Researchers have quantified a significant fraction of the Escherichia coli proteome with single-molecule sensitivity in single cells (Science 2010, 329, 533). Such sensitivity allows quantification of proteins present at low abundance.

“It’s the first time any proteome has been characterized with single-molecule sensitivity,” says team leader X. Sunney Xie, a chemistry professor at Harvard University. “This allows us to evaluate protein levels across the entire range of protein expression.” Xie likens the analysis to counting people in a census.

Paul J. Choi and Huiyi Chen, graduate students in Xie’s lab, constructed a library of E. coli strains, with each strain containing genetic instructions to tag a different E. coli protein with yellow fluorescent protein (YFP). Using single-molecule fluorescence microscopy, postdoc Yuichi Taniguchi counted the YFP-tagged proteins to determine how protein expression differed across a population of genetically identical cells. The team found that 20% of E. coli proteins are expressed at extremely low levels, averaging less than one copy per cell. So far, they have measured the levels of more than 1,000 different E. coli proteins.

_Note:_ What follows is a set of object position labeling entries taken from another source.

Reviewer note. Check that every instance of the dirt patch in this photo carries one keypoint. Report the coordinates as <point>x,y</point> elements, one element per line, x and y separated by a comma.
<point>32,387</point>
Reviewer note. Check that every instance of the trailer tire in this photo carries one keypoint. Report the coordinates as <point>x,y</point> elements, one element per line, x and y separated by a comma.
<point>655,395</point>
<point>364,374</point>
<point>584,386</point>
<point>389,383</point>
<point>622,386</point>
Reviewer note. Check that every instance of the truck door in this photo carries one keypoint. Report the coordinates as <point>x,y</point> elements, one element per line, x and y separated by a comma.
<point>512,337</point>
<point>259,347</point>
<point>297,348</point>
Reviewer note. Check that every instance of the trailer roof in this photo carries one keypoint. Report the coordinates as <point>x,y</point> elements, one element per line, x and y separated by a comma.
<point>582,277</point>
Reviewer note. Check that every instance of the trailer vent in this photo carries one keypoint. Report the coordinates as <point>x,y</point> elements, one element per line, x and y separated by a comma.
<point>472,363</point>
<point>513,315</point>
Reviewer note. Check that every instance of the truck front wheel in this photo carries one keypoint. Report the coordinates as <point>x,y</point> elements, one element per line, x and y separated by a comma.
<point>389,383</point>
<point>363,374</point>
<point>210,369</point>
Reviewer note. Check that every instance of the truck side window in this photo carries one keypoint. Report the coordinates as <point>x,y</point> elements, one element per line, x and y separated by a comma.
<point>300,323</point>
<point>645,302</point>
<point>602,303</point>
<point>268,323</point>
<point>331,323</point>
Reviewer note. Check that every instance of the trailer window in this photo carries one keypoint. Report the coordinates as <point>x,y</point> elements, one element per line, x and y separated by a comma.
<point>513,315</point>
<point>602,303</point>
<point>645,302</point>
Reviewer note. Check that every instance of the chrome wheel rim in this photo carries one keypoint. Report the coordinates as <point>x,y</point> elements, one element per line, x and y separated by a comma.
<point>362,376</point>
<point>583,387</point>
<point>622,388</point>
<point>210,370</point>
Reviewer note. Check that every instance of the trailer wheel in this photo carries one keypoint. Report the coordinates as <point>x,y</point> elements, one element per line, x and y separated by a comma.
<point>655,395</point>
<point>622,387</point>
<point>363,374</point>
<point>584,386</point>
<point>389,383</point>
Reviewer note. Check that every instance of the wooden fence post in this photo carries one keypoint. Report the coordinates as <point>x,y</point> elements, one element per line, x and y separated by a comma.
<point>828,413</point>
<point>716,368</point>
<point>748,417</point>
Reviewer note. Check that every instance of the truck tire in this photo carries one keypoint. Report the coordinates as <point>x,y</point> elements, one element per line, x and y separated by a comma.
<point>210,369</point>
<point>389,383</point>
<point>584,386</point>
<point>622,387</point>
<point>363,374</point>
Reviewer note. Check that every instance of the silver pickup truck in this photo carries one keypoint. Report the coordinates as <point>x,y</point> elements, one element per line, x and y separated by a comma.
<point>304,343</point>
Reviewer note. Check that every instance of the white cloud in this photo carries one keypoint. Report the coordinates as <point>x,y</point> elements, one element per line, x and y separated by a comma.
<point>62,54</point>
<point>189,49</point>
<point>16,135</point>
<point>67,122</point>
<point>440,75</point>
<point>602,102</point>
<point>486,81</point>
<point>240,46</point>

When they analyzed the cell-to-cell variation, or “noise,” in protein production, the researchers found that the randomness of single-molecule biochemical processes dominates at low protein-expression levels. The statistical distribution of protein abundance depends on the messenger RNA production rate and the number of proteins generated per mRNA. At high expression levels, however, other factors such as heterogeneity of the mRNA production rate from cell to cell can account for the variation.

Jeff Hasty, a bioengineering professor at the University of California, San Diego, calls the work “a milestone in the ongoing efforts to understand how cells function when their constituent molecules exhibit a large degree of randomness.” He notes that “the finding that a large number of intracellular proteins are present at extremely low copy numbers implies that stochastic effects are ubiquitous and highlights the importance of incorporating random fluctuations into quantitative descriptions of cellular function.”

In addition, Gene-Wei Li of Xie’s team simultaneously measured proteins and their corresponding mRNA. This analysis revealed that at any given time the amounts of a protein and its corresponding mRNA are uncorrelated. Xie and coworkers attribute this finding to differences in the lifetimes of mRNA and protein, with mRNA counts representing the most recent history, a minute or two before the measurement, and protein counts reflecting the distant past, time periods comparable to the cell cycle.

“The authors’ approach is likely to be most reliable at low protein numbers, where noise effects are the strongest,” says Terence T. Hwa, a biophysicist at UCSD. “It will be interesting to apply this approach to study some relevant biological problems in depth.”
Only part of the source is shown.